Die Rückführung der „Corona-Schulden“ bleibt auf lange Zeit eine besondere Herausforderung. Die „Tilgung nach Kassenlage“, die im kommenden Jahr mit einer Sondertilgung (!) in Höhe von 200 Millionen Euro starten soll, zeigt den dringenden Handlungsbedarf. Der zu lange Tilgungszeitraum von 50 Jahren ohne einen festen jährlichen Betrag verschiebt die Tilgung lediglich auf den Sankt-Nimmerleinstag. Überhaupt mangelt es an einem konkreten Schuldenabbaupfad.

Umgehung Schuldenbremse und Zinsausgaben

Der Entwurf des Haushaltsgesetzes enthält Kreditermächtigungen für die Universitätskliniken von insgesamt 4,1 Milliarden Euro sowie für den Bau- und Liegenschaftsbetrieb von maximal 350 Millionen Euro. Diese Regelungen sind eine Umgehung der Schuldenbremse. Die eingesetzte Zinswende bringt für den Landeshaushalt künftig steigende Zinsausgaben mit sich. Sie werden sich 2023 im Vergleich zu 2022 auf gut 2,8 Milliarden Euro nahezu verdoppeln.
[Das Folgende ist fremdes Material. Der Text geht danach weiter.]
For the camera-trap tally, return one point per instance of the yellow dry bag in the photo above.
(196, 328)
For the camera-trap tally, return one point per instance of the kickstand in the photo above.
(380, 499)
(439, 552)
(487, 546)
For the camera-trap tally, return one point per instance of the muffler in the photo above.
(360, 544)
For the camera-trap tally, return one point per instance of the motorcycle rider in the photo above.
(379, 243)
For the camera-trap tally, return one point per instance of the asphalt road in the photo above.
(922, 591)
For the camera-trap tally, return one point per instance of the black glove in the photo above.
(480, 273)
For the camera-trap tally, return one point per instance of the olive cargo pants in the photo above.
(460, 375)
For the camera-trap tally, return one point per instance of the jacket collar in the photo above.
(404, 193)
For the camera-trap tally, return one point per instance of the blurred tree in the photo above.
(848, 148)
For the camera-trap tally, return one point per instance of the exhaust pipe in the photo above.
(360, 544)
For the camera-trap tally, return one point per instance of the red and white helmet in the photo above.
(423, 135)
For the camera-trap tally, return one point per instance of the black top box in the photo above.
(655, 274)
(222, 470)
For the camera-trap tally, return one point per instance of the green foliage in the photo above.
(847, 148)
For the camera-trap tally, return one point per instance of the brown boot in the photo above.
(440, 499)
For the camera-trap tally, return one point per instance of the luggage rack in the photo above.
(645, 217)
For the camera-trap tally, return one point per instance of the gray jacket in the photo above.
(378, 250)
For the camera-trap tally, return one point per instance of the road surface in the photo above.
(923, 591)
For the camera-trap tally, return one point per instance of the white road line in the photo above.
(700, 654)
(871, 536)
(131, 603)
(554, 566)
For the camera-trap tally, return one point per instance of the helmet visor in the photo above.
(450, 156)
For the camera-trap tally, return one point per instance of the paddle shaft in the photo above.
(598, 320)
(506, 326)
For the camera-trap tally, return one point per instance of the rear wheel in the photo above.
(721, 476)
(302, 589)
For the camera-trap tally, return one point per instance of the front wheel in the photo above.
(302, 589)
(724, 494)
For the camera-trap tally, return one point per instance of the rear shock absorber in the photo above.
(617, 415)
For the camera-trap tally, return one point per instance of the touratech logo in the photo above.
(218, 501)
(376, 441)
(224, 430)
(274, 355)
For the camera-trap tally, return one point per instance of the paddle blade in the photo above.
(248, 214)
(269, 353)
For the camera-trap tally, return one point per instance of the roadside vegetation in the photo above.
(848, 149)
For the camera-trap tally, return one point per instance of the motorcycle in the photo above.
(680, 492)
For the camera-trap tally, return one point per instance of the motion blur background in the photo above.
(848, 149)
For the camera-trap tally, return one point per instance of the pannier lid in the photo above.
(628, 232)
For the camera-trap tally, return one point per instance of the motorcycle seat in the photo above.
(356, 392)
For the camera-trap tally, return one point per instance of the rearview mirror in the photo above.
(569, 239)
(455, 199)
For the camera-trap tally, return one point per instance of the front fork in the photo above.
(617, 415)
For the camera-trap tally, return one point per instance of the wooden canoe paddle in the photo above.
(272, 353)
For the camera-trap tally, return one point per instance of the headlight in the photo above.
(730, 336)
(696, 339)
In seiner Stellungnahme zum Haushalt 2022 hat der BdSt NRW bereits darauf hingewiesen, dass die Chance verpasst wurde, die sich aus sinkenden Zinsausgaben ergebenden Spielräume konsequent zum Abbau der Altschulden zu verwenden. 

Personalausgaben

Mit einem Anteil von etwa 32,1 Milliarden Euro sind die Personalausgaben nach den laufenden Zuweisungen und Zuschüssen die größte Ausgabeposition im Haushalt für das Jahr 2023. Die Leistungen an Versorgungsempfänger betragen davon etwa ein Drittel. Kritisch sieht der BdSt NRW, dass die Zahl der Stellen seit dem Nachtragshaushalt um fast 6.300 gestiegen ist. Stellenzunahmen aber bringen dauerhafte und mit der Zeit steigende Personal- und Versorgungsausgaben mit sich. Diese dauerhaften Stellenmehrungen konterkarieren die drängenden Konsolidierungsbedarfe. Haushaltssanierung funktioniert nicht, ohne auch das Personal einzubeziehen.

Subventionen

Der Nachtragshaushalt 2022 enthielt bereits pauschale Ansätze ohne tiefergehende Erläuterungen. Der Haushaltsentwurf für 2023 bietet unter dem Stichwort „Krisenbewältigung“ neue Handlungsspielräume über alle Einzelpläne des Haushalts hinweg. Gerade bei den Subventionen ist es unerlässlich, die politischen Ziele konkret zu benennen, damit eine Bewertung über die Wirksamkeit der Ausgaben und damit die Nachhaltigkeit von Zuschüssen möglich wird. Der BdSt NRW fordert erneut, dass Subventionen zeitlich begrenzt und degressiv vergeben werden sollten. Ebenfalls ist eine Evaluierung der Förderziele unabdingbar für eine Fortführung oder Einstellung einer Förderung. Hier fehlt die Transparenz völlig. Es wird kein Subventionsbericht veröffentlicht, der die genannten Kriterien erfüllt und dem Transparenzanspruch der Öffentlichkeit Rechnung trägt. Da neue Förderschwerpunkte in der jetzigen Regierungskoalition zu erwarten sind, sollten Zielbeschreibungen bei neuen Projekten und Programmen selbstverständlich sein.

Fazit

Aus Steuerzahlersicht ist grundsätzlich zu begrüßen, dass das Corona-Sondervermögen beendet wird. Mit diesem Extrahaushalt war eine „Nebenrechnung“ zum Haushaltsplan gegeben, die die Transparenz der Landesfinanzen erschwerte. Ein Wahlkampfversprechen der regierungstragenden Parteien ist, auf eine nachhaltige Haushaltspolitik zu setzen. Das bedingt eine strenge Haushaltsdisziplin mit mittelfristigen Konsolidierungsstrategien. Die Haushaltsplanung geht mit dem kreditfinanzierten pauschalen Ansatz Globaler Mehrausgaben in die entgegengesetzte Richtung. Der Bund der Steuerzahler NRW ist nach wie vor überzeugt davon, dass eine nachhaltige Haushaltspolitik nur unter dem Regime der Schuldenbremse und dem damit verbundenen Verbot der Neuverschuldung in Nicht-Krisenzeiten der Garant für eine auch zukünftig gestaltende Politik ist.